19th Century, Miscellaneous

The Divine Revelation

Just a quickie post to note something that caught my attention in the August 15 edition of the National Post. Throughout the summer the National Post has been producing a series of articles “on the revolutionaries, luminaries and criminals who have taken time out from shaping world events to pay us a visit — and how that visit shaped them.” Us, meaning Canada.

This last edition detailed the visit that Joseph Smith, founder of Mormonism, paid to Southern Ontario in 1833 in the hopes of evangelizing the Canadians to his faith. You can read the article online here, but this is the part I like best:

Although this was Smith’s first trip over the border, the British colony had played a curious role in one of his first divine revelations. Via the seer stone, Smith had declared in 1830 that if his followers went to Kingston, Ont. — the terminus of the still-under-construction Rideau Canal — they would secure funding to distribute the Book of Mormon.
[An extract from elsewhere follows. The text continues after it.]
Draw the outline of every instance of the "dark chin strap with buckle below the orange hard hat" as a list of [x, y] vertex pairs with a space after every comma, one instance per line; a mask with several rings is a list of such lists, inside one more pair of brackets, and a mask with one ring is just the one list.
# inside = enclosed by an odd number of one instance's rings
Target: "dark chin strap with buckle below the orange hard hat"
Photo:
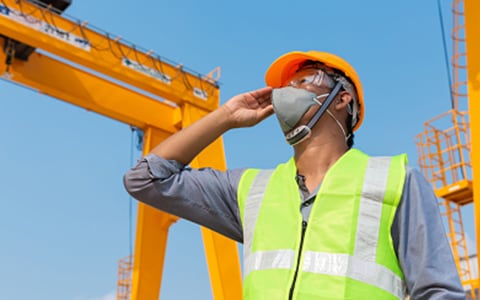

The seer stone was the device that Joseph Smith used to decode Egyptian text on the buried plates shown to him by the angel Moroni. This decoded text became the Book of Mormon, published in 1830, the same year the Kingston revelation was made. However, God’s message to visit our nascent city couldn’t have been terribly urgent, because Smith never actually came here. Maybe he found the money to distribute his book anyway?

I know very little about the Mormon faith, but it made me smile to see Kingston as the subject of a divine revelation – something that has certainly never been mentioned in any of the local history books I’ve read!

Update: Joseph Smith did visit Bath in 1833 though. Close enough.